Inverse hyperbolic functions, such as \(\cosh^{-1}(u)\), are along the lines of their trigonometric counterparts. Much like \(\arccos(u)\), \(\cosh^{-1}(u)\) (read as the inverse hyperbolic cosine of \(u\)) serves to reverse the hyperbolic cosine function, \(\cosh(u)\).For these functions, specific derivative formulas exist. The derivative of the inverse hyperbolic cosine, \(\cosh^{-1}(u)\), is \(\frac{1}{\sqrt{u^2 - 1}}\). This formula emerges because of the underlying properties of hyperbolic functions, which involve exponential growth and decay.

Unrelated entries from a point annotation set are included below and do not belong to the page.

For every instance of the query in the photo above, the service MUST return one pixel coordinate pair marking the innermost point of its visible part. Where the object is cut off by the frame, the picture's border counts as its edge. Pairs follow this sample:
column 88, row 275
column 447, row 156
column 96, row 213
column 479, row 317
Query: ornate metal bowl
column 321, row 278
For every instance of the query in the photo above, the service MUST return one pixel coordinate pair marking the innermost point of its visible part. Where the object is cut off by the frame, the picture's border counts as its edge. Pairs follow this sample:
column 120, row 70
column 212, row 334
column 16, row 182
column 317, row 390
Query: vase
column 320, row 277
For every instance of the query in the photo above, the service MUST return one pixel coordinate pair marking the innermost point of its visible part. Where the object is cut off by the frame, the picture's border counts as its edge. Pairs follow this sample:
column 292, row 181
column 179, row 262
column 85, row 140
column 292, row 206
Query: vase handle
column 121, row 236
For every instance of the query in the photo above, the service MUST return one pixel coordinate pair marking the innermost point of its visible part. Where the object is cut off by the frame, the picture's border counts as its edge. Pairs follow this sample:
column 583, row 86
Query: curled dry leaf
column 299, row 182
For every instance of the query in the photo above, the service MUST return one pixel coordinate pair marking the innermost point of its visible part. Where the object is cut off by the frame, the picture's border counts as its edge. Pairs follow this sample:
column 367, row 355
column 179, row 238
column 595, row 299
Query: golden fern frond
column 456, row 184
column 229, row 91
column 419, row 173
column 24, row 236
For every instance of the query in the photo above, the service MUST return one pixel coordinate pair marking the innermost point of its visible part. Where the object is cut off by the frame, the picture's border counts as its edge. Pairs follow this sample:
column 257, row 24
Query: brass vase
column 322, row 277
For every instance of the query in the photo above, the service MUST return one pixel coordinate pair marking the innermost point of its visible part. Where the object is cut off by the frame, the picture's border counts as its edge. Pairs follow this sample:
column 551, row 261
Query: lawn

Inverse hyperbolic functions are invaluable in mathematics, physics, and engineering. They can model real-world phenomena, such as electrical circuits and fluid dynamics, where wave-like behavior is present. This highlights the importance of having a firm grasp of their derivatives and behaviors.

Calculating derivatives is central to calculus. It's all about finding the rate at which a function changes. For our function \(f(x) = \cosh^{-1}(4x)\), we strategically break down the process:1. **Differentiate the outer function:** Given \(\cosh^{-1}(u)\), its derivative is \(\frac{1}{\sqrt{u^2-1}}\).2. **Differentiate the inner function:** For \(4x\), the derivative is simply \(4\).3. **Apply the chain rule:** Multiply these derivatives to find the derivative of the composite function.4. **Substitute back and simplify:** Replace \(u\) with \(4x\) in the expression, hence: \([\sqrt{(4x)^2 - 1}]\), simplifies the denominator. Combine it with the constant multiplier \(4\).After these steps, you arrive at the final derivative: \(\frac{4}{\sqrt{16x^2 - 1}}\). Each step matters, underscoring the intricate yet systematic nature of derivative calculations. Understanding the theory behind these steps not only aids in solving problems but also builds a foundational skill set for more advanced mathematical concepts.